What Are Transferable Skills?
These are job capabilities that bring value to many environments, rather than being specific to a given organization. Although you may have learned and practiced them in the context of, say, volunteer work, they can be applied to new types of nonprofit work or to new for-profit job opportunities.

Some examples of transferable skills might include technology skills, an ability to work with customers/the public, management expertise, communication skills, or project management expertise, among many others.

The easiest way to explore repurposing your skills is to start reading job descriptions for industries or organizations that interest you. Check out the wording they use to describe various positions, and line up your skills against their specifications. Adapt their language to describe your capabilities. That way, potential employers who don’t understand what a Project Specialist Grade IV is capable of will still have a chance to understand the value you bring.

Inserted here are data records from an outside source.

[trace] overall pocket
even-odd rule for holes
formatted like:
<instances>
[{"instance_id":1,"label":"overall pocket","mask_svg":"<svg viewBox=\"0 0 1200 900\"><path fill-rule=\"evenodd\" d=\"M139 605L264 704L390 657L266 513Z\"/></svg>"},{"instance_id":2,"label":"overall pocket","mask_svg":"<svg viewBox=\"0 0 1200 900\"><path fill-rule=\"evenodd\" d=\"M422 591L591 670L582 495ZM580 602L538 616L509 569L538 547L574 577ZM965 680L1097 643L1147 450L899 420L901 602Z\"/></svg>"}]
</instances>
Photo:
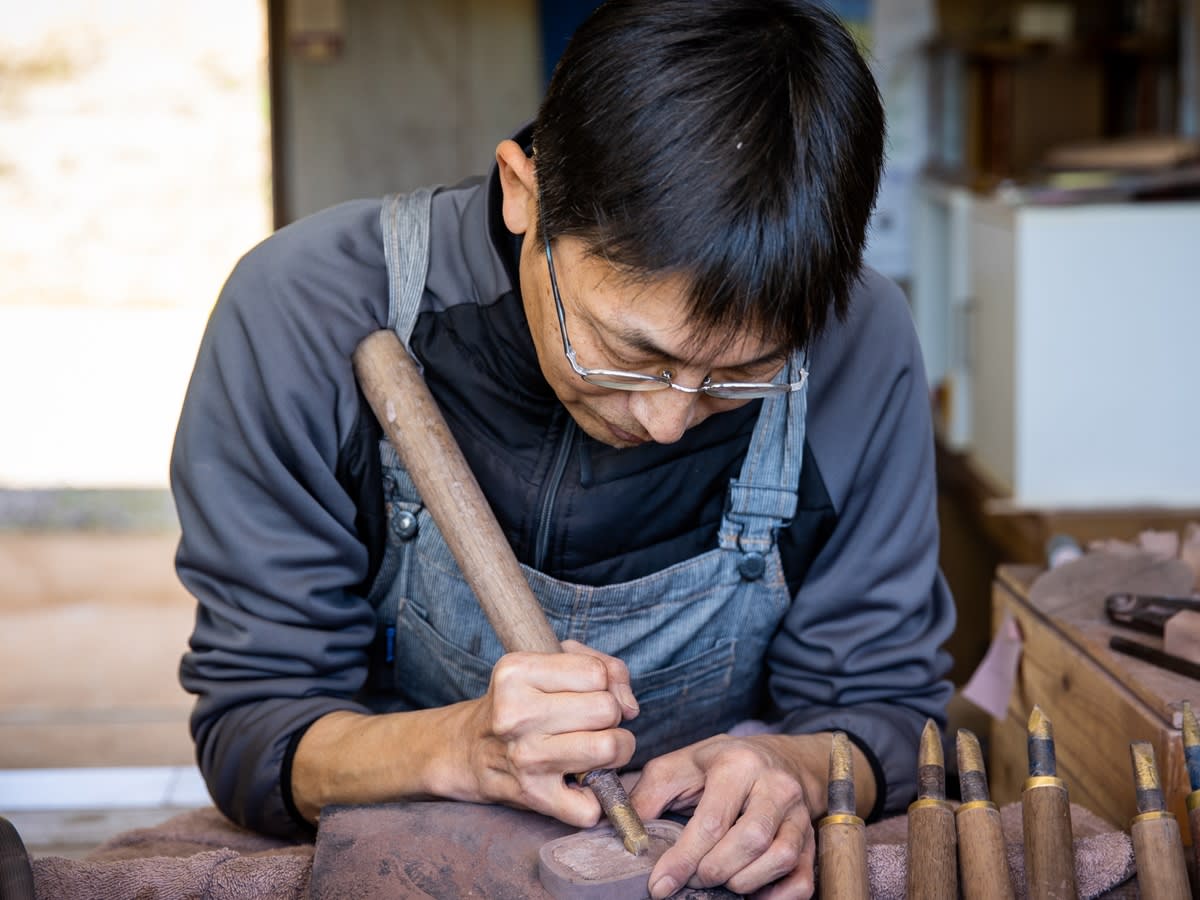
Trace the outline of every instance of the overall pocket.
<instances>
[{"instance_id":1,"label":"overall pocket","mask_svg":"<svg viewBox=\"0 0 1200 900\"><path fill-rule=\"evenodd\" d=\"M473 602L473 598L472 598ZM480 656L441 634L415 604L404 603L396 622L395 689L413 708L448 706L487 693L492 667L500 658ZM490 630L490 626L483 623Z\"/></svg>"},{"instance_id":2,"label":"overall pocket","mask_svg":"<svg viewBox=\"0 0 1200 900\"><path fill-rule=\"evenodd\" d=\"M733 683L737 641L710 649L664 669L633 676L641 711L625 727L637 737L631 768L724 731L745 717L755 685Z\"/></svg>"}]
</instances>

Reframing your skills is a process that asks you to identify and understand your skills in a broader context. In addition, you’ll need to do the following:

Reconsider the language you use to describe your skills.  You want to describe what you can do in terms that make sense to your audience, which means you need to understand and describe in their language.

In order to translate your current transferable skills and experience into broader opportunities, it’s necessary to describe them in words and descriptive phrases that resonate with the people who might hire you. That means:

using business terminology to describe non-business activities (for example, “created user-friendly, actionable training materials” instead of “wrote up notes for volunteer staff")

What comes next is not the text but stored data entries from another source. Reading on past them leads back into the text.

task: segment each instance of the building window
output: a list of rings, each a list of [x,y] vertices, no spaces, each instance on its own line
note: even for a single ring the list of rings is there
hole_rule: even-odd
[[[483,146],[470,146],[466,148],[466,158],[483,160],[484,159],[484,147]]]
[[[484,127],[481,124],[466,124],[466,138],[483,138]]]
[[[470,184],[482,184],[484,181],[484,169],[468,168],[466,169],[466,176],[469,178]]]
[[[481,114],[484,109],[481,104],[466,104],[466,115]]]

focusing on the value and benefits you bring rather than the titles you’ve had (consider “led the development and launch of the first program to support adult learners in the community,” rather than “volunteer head of adult services for the public library”) ; and

emphasizing outcomes and results rather than activities and roles (for example, “developed collaborative programs with several local nonprofits that resulted in a 20 percent increase in membership” rather than “ran outreach programs”).

Leadership, team building. Project management, budget and resource oversight. Vendor evaluation, contract negotiation and licensing, cost reductions. Taking initiative, leading collaborative projects, focusing on emerging opportunities. Phrasing skill descriptions in terms of results, accomplishments, and value added allows them to resonate with any employer.

Rethink and repurpose what you can do with your skills.  What roles, responsibilities, and opportunities would your skills prepare you for if your current position didn’t exist?

For example, if you run the numbers for an organization but the role of “bookkeeper” didn’t exist, how else would you describe what your skills are? Think ability to organize and make sense of financial information, strong attention to detail, ability to extrapolate patterns from data and synthesize that information for strategic decision support.

Develop confidence in your skills – and your contribution.  You probably have confidence in the work you’ve been doing, but now you’re going to take those competencies in a new direction. Because reframing your skills has as its goal, however, getting you into new opportunities, you’ll need confidence in both your job skills and your ability to navigate unknown space. So focus on your track record of successes and know you’ll be able to repeat them in new environments, even if it does require an initial learning curve.

It’s up to you to make sure your confidence factor is where it needs to be. This means understanding and celebrating the value of your knowledge. It means respecting your skills, and expecting that others should as well.

It means knowing that what you deliver adds value to projects, and organizations, and communities. It means that you express confidence and assurance in your conversations, and model a professional demeanor that calmly says “I understand that I am/will be an asset to any organization I work with.”

So get into the habit of acknowledging what you’re good at, with a focus on what your skills have accomplished. Don’t be shy about this; you do bring value, and it’s up to you to highlight it in language that’s meaningful to potential employers.

Still shy about this? Recruit a friendly colleague who understands what you do and will happily describe to you your greatest assets. And when you think about or describe those assets, understand that they contribute value to many types of organizations, both your current employer and other employers yet to come.